Il calo riguarda 162 dipendenti, pari al 5,6%, ma è molto più pesante tra gli indipendenti: 734 in meno, pari al 19,5%. Nel capoluogo gli addetti complessivi sono diminuiti del 19,6%, con una flessione del 18,4% tra i dipendenti e del 20,8% tra gli indipendenti. Il fenomeno, del resto, supera i confini provinciali. Nella Lombardia orientale, tra Brescia, Cremona e Mantova, in sei anni sono scomparse 2.572 imprese del commercio al dettaglio, il 13,2% in meno, con una perdita di ricchezza stimata in circa 386 milioni di euro. Gli addetti complessivi sono diminuiti di 3.354 unità, mentre gli indipendenti persi sono 4.404, pari al 20%. “Quando chiude un negozio non perdiamo soltanto una vetrina: perdiamo una parte dell’economia che rimane sul territorio – sottolinea Agostino Boschiroli, presidente della sede territoriale di Cremona di Confesercenti Lombardia Orientale –. Il commercio di prossimità genera lavoro, reddito e servizi, ma rappresenta anche un presidio per i nostri centri urbani e per i piccoli comuni”. Boschiroli chiarisce che il problema non è l’eCommerce in sé, “che può essere un’opportunità anche per le piccole imprese”, ma lo squilibrio che si crea quando quote sempre maggiori di consumi si spostano verso i grandi marketplace internazionali e una parte consistente di quel valore lascia il territorio. «Per questo servono politiche capaci di sostenere la rete commerciale, accompagnare il ricambio imprenditoriale e riportare attività e servizi nei nostri centri”, aggiunge.

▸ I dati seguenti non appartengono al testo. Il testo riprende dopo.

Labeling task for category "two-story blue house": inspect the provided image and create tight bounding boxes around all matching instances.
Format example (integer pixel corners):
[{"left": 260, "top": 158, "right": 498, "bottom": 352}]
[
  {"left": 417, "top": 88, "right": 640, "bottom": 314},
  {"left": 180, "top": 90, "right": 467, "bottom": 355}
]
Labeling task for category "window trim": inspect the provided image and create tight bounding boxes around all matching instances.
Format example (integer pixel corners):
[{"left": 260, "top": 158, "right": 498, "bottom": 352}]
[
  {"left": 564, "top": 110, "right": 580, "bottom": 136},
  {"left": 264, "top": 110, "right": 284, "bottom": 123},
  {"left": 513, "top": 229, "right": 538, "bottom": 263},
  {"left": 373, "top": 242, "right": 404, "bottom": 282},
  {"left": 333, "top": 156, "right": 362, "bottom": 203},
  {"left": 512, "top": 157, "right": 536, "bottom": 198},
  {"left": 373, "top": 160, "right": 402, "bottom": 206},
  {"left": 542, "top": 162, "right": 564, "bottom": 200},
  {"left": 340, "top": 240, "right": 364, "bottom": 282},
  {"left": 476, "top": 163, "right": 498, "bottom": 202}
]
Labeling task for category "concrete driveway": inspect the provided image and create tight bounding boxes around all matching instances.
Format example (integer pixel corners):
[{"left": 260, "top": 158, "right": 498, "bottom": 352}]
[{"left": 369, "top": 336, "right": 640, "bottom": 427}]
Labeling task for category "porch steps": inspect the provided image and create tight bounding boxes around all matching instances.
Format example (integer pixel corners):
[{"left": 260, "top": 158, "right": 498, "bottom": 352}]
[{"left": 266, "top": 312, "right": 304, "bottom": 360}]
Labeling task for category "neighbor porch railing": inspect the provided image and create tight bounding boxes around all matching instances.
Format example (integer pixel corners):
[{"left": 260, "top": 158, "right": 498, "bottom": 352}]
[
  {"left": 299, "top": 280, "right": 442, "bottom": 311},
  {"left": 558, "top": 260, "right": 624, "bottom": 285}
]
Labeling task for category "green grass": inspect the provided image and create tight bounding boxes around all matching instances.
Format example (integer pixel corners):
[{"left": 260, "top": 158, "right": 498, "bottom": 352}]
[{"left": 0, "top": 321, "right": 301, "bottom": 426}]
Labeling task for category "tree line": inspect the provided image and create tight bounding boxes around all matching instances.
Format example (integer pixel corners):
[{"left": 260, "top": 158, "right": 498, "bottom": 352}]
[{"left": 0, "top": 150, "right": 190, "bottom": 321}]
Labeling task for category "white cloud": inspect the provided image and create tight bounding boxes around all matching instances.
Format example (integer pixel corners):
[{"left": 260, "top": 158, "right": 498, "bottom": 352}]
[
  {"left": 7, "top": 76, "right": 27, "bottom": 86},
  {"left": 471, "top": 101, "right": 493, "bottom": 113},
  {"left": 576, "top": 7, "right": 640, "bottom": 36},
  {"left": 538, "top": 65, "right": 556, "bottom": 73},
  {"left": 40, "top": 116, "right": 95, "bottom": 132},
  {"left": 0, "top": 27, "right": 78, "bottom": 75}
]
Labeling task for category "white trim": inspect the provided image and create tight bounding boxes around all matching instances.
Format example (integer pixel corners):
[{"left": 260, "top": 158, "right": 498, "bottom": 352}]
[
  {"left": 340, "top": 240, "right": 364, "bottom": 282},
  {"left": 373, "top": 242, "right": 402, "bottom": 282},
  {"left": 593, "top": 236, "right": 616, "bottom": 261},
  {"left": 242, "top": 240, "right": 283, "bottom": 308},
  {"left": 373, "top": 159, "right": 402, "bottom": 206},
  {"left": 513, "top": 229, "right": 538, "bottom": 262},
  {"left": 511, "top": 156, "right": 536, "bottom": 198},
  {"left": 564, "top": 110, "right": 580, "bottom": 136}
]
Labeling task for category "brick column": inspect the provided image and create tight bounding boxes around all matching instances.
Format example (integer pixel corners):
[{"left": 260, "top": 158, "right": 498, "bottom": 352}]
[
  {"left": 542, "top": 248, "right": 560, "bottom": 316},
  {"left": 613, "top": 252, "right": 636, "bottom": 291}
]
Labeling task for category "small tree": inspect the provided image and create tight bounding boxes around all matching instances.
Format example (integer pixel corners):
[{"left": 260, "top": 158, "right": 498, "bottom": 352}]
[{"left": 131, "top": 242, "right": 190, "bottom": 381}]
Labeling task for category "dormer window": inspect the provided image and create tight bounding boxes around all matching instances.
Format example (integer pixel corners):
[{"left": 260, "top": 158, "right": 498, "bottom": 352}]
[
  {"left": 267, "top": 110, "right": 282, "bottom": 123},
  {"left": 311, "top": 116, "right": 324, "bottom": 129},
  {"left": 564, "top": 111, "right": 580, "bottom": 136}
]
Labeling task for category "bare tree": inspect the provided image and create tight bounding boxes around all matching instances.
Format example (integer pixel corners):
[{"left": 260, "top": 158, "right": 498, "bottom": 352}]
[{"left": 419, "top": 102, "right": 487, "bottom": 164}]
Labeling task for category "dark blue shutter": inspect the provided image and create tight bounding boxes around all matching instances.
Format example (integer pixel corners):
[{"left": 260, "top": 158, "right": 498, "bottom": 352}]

Su questo scenario si innesta la mobilitazione promossa da Confesercenti in tutta Italia. Mercoledì 9 settembre, dalle 8.30 alle 12.30, al mercato di piazza Stradivari a Cremona, all’intersezione con via Lombardini, sarà allestito un gazebo dove i cittadini potranno sottoscrivere la proposta di legge di iniziativa popolare “Misure per la rigenerazione urbana del commercio e dei servizi di prossimità”. La campagna ha già raccolto quasi 40mila firme a livello nazionale e punta alle 50mila sottoscrizioni necessarie. L’iniziativa cremonese rientra nelle giornate del 9 e 10 settembre, durante le quali le sedi territoriali di Confesercenti presenteranno, città per città, il conto economico della desertificazione commerciale. E il conto economico non esaurisce gli effetti del fenomeno. Restano fuori dai 69 milioni cremonesi la minore disponibilità di beni e servizi, l’indebolimento del presidio degli spazi urbani e le conseguenze sulla sicurezza, sulla coesione sociale e sulla qualità della vita. È per questo che Confesercenti considera il commercio di prossimità una vera “infrastruttura territoriale”, attorno alla quale si muovono occupazione, immobili, servizi professionali, manutenzioni, tributi locali e relazioni sociali.
Con la raccolta firme del 9 settembre, l’obiettivo è trasformare questi numeri in una proposta concreta: rigenerare le aree commerciali, sostenere i servizi di prossimità e riportare imprese nei centri urbani, facendo sì che una quota maggiore della ricchezza generata dai consumi continui a circolare nelle comunità che l’hanno prodotta.